FDLE Global Profile Carmine… by on Scribd

Notice that he did pass in October of 2002, which allowed for him to be certified.  However, he had still not met the time requirements, and there is nothing stating where he completed another preparation course regarding the courses he failed.

There’s something else that is interesting.  In 1999, John Brown of the Police Applicant Screening Service (PASS), who has long since retired, signed the form to FDLE stating that Marceno had completed 12 months of full-time service.  He had not.  In referencing the documents above and the law, which demands 12 months of full time sworn officer duty in a time period of 18 months, here’s where Marceno stood with what New York refers to as “full time” work, even though his job was part-time/ seasonal.

In fact, at that time this was signed, September of 1999, Marceno had only worked for roughly a year for Suffolk County.  During that time, he was only seasonal and though 37.5 hours is considered full time in New York (with .5 hours given for lunch), he only worked 20 weeks at or above those hours.  That’s only 5 months.
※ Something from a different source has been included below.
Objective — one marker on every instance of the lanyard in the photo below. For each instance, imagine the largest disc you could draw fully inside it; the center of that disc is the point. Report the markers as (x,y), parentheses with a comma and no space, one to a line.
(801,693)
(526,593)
Two years later, he returns to Suffolk County and from March 23, 2001 to July 3, 2002, he only worked another 20 weeks during that time at or above those hours.

So, to be clear, in the span of five years, Carmine Marceno worked only 10 months as “full time” in a “part time/seasonal” job as what is, in essence, a park ranger job.

It gets worse.

Note the FDLE global profile which was pulled in March 2019.

Marceno’s last training is listed in 2009.  He has absolutely no firearms qualifications listed at all.  This has to be done every single year.  Other employees’ records clearly show this.

Additionally, note that his mandatory certification was accomplished in December 2018, just after he was made sheriff.

Even more telling is that an internal memo from Naples Police Department stated that he had to retake the parts of the exam preparation course that he failed and then take the equivalency test within 180 days (six months) of finishing the course.

More than two years later, he passes the exam and is certified in March 2003.  However, FDLE only records his 200 completion of the course prior to his two failures.

Additionally, FDLE has stated that they do not retain an officer’s certification, but rather the place of employment retains it.

Neither Collier County Sheriff’s Office, which Marceno worked at for ten years, nor Lee County, which he is currently the appointed sheriff and worked at for 6 years claims to have his certification per a Freedom Of Information Act submitted by a former sheriff’s deputy with LCSO.

In this reporter’s opinion, it seems clear that for years, current Lee County Sheriff Carmine Marceno impersonated a police officer, which is a felony in the State of Florida.  It also appears that there was either negligence or someone who aided him to cover this matter up so that he could be moved up through the ranks in both the Collier County Sheriff’s Office and the Lee County Sheriff’s Office, including former Sheriff Mike Scott.

Just keep this in mind:

Just committing this crime is a third-degree felony which is punishable up to 5 years in prison and a $5,000 fine. This crime is a level 2 out of 10 under the Florida Criminal Punishment Code.

If the defendant impersonated an officer during the commission of a felony, then the crime is a second-degree felony which is punishable up to 15 years in prison and a $10,000 fine.

If during the felony someone is killed or injured, the crime is a first-degree felony punishable up to 30 years in prison and $10,000 fine.

Marceno wanted his unborn child to be murdered in abortion, but the mother refused.  Now, the child is dead and the mother’s life is threatened.

And those in authority and the media in Southwest Florida remain silent while “Republicans” in the area put their full support behind a fraud.